2.2.1. Киноавторефлексивность получает прагматическое измерение постольку, поскольку фильм, заглядывая в себя, натыкается также на Другое, чем он. Она имеет, стало быть, как минимум два значения — собственное и несобственное. Второе из них наделяет авторефлексивный фильм прибавочной стоимостью, которая — в своей выигрышности — выступает как его цель, то есть функционализует его. Когда, скажем, Вертов сопоставляет съемочную камеру с пулеметом, кино о кино перестает быть «вещью-для-себя» — фильму предназначается стать техникой, насильственно превосходящей человека с его биологически ограниченным зрением. Опредмечивающий себя фильм потому и способен выполнять антикризисное задание, что само изображение, к которому присовокуплен комплементарный смысл, вырастает здесь в цене. Разумеется, целеположение, о котором идет речь, осуществимо только при том условии, что собственное и несобственное значения киноавторефлексивности расподоблены. По ходу киноистории их дифференцированность может, однако, стираться, сходя на нет. Погружение кино в самоосознание делается тогда дисфункциональным.

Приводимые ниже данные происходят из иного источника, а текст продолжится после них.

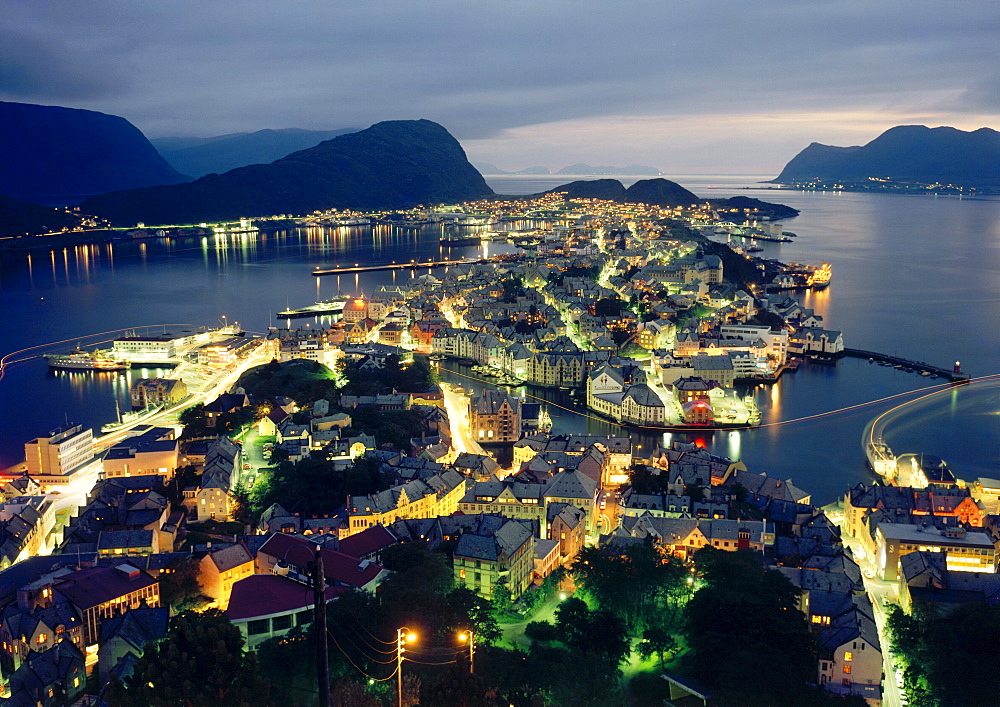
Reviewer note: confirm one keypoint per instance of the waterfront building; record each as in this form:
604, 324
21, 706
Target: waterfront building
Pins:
495, 416
62, 452
148, 349
964, 551
153, 451
147, 392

Такого рода дисфункциональность, намечающаяся уже в кинопрактике конца 1930-х годов, особенно очевидна в послевоенной комедии Александрова «Весна» (1947). Актриса Шатрова, которая должна сыграть в кино роль Никитиной, возглавляющей научно-исследовательский институт, обменивается с той позициями так, что никто не замечает quid pro quo. Замещая Шатрову, Никитина попадает на съемки фильма о ней самой и, оказавшись сразу оригиналом и копией, помогает режиссеру исправить слишком головной сценарий. В свою очередь, Шатрова, принятая за внешне похожую на нее Никитину, затевает в Институте Солнца бодрое хоровое пение со скучающими профессорами. В обоих случаях торжествует синтез науки и эстетики. И та и другая героини одинаково находят в финале любовное счастье в медиальном мире: Никитина с режиссером, Шатрова с газетчиком. Осветительные приборы в киностудии и установка по конденсированию солнечной энергии в научно-исследовательском институте уравнивают между собой эти места действия (к тому же институт сценичен: проводимый в нем эксперимент демонстрируется собравшейся там публике). Перед нами не средневековые образ и праобраз и не постмодернистские симулякр и оригинал, но энтропийное взаимоподобие, не позволяющее разграничивать «я» и «не-я», фикцию и действительность, вторичность и первичность. Киноавторефлексия делается избыточной, так как она теряет отличие от показа среды, существующей за пределом фильма. Авангардистское самоутверждение киноискусства менее всего занимает нивелирующее воображение Александрова, упраздняющего оппозицию «фильм/театр»: Шатрова успевает удачно выступать и в оперетте, и на съемочной площадке. Как и в «Новой Москве», где перепланировка города повторяется в киномодели, авторефлексия в «Весне»[1654] заходит в тупик, предвещая тот упадок сталинистского киноискусства, который наступит в начале 1950-х годов.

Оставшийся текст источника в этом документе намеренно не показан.